Die Moderatorin fragte Harris – und damit die ganze Demokratische Partei –, was sie und Biden zu tun bereit sind, falls Präsident Trump die Verfassung missachten und versuchen würde, nach einer Wahlniederlage im Amt zu bleiben und sich damit praktisch gegen den Willen der amerikanischen Bevölkerung zum Diktator zu machen.

Harris‘ Antwort: Die Demokraten werden nichts tun. Sie werden nichts unternehmen, um die Verfassung oder die demokratischen Rechte der amerikanischen Bevölkerung zu verteidigen.

Als Moderatorin Page zunächst erklärte, dass sich ihre letzte Frage auf die Wahl selbst beziehen werde, versuchte Harris, Zeit zu schinden. Sie bestand darauf, dass sie für ihre Antwort zusätzlich Zeit bekomme, um ihre Opposition gegen Polizeigewalt zu bekunden – und das, obwohl sie in ihrer Zeit als kalifornische Generalstaatsanwältin eine aggressive Law-and-Order-Kampagne verfolgte.

Als sie schließlich gezwungen war, die Frage zur Wahl zu beantworten, begann sie damit, die „Koalition“ zu beschreiben, die sich hinter der Wahlkampagne der Demokraten aufgereiht hat.
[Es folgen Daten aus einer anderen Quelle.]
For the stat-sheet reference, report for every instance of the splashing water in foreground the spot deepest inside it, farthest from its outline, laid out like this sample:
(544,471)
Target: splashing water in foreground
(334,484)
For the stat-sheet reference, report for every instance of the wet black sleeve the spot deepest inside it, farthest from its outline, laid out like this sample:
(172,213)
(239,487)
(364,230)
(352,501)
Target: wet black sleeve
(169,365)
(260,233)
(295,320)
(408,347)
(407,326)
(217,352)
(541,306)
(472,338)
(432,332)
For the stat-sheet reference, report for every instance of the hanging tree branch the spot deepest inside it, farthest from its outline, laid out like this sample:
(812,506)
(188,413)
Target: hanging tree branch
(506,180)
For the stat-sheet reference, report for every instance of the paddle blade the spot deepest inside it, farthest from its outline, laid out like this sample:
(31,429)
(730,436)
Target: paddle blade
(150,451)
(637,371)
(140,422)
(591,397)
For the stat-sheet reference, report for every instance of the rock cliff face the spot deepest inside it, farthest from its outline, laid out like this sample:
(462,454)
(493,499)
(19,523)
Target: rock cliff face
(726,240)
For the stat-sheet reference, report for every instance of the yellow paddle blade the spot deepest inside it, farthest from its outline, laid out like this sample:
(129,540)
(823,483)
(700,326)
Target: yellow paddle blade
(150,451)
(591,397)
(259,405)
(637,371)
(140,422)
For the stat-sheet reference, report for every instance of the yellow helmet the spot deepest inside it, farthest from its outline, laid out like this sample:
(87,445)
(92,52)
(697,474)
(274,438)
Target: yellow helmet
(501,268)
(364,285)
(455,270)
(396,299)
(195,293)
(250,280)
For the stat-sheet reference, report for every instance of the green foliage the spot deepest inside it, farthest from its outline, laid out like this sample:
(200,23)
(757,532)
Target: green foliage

Sie nannte jene große Zahl an Republikanern die das Kandidatenduo Biden/Harris unterstützen, darunter „sieben Mitglieder des Kabinetts von Präsident George W. Bush“ und „über 500 Generäle“, so Harris.
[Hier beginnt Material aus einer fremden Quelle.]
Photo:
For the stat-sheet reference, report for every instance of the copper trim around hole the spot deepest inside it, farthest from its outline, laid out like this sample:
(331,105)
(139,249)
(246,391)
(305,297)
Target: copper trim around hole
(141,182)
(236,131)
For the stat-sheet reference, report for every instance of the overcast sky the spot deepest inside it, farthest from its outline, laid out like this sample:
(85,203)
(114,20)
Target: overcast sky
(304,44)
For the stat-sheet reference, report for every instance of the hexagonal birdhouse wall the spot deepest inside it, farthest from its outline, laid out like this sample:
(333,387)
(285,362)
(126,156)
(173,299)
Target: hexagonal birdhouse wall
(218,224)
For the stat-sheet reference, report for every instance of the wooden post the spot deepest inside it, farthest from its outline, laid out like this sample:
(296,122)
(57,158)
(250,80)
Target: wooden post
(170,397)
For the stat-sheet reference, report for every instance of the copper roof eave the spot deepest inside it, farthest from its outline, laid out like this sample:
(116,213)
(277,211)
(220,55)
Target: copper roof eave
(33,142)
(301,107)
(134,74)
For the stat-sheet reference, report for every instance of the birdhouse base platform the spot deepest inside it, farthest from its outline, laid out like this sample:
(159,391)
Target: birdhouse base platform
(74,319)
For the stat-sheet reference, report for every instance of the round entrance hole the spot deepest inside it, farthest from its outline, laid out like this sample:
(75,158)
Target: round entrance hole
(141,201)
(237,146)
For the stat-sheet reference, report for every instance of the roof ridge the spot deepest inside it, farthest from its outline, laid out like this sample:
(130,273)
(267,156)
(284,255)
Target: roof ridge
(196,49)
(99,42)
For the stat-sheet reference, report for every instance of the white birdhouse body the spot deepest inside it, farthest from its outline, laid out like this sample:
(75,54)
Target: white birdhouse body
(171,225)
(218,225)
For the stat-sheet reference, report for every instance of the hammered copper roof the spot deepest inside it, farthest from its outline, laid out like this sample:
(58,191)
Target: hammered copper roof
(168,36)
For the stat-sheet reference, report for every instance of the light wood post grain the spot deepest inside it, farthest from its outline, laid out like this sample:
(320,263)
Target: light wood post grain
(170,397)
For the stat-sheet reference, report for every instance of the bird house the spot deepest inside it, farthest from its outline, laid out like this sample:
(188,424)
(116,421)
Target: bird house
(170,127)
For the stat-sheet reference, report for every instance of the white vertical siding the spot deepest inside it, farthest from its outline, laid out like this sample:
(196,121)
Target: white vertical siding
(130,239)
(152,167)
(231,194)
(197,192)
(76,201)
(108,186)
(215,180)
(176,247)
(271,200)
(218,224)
Dann appellierte sie: „Hier ist, was ich allen sagen möchte: Geht wählen. Bitte geht wählen.“

Doch angesichts der von Trump öffentlich angekündigten Pläne, das Ergebnis der Wahl – wahrscheinlich eine schwere Wahlniederlage für ihn – nicht zu respektieren, ist die eigentliche Frage, was unternommen wird, um das Abstimmungsergebnis durchzusetzen. Dazu schwieg Harris.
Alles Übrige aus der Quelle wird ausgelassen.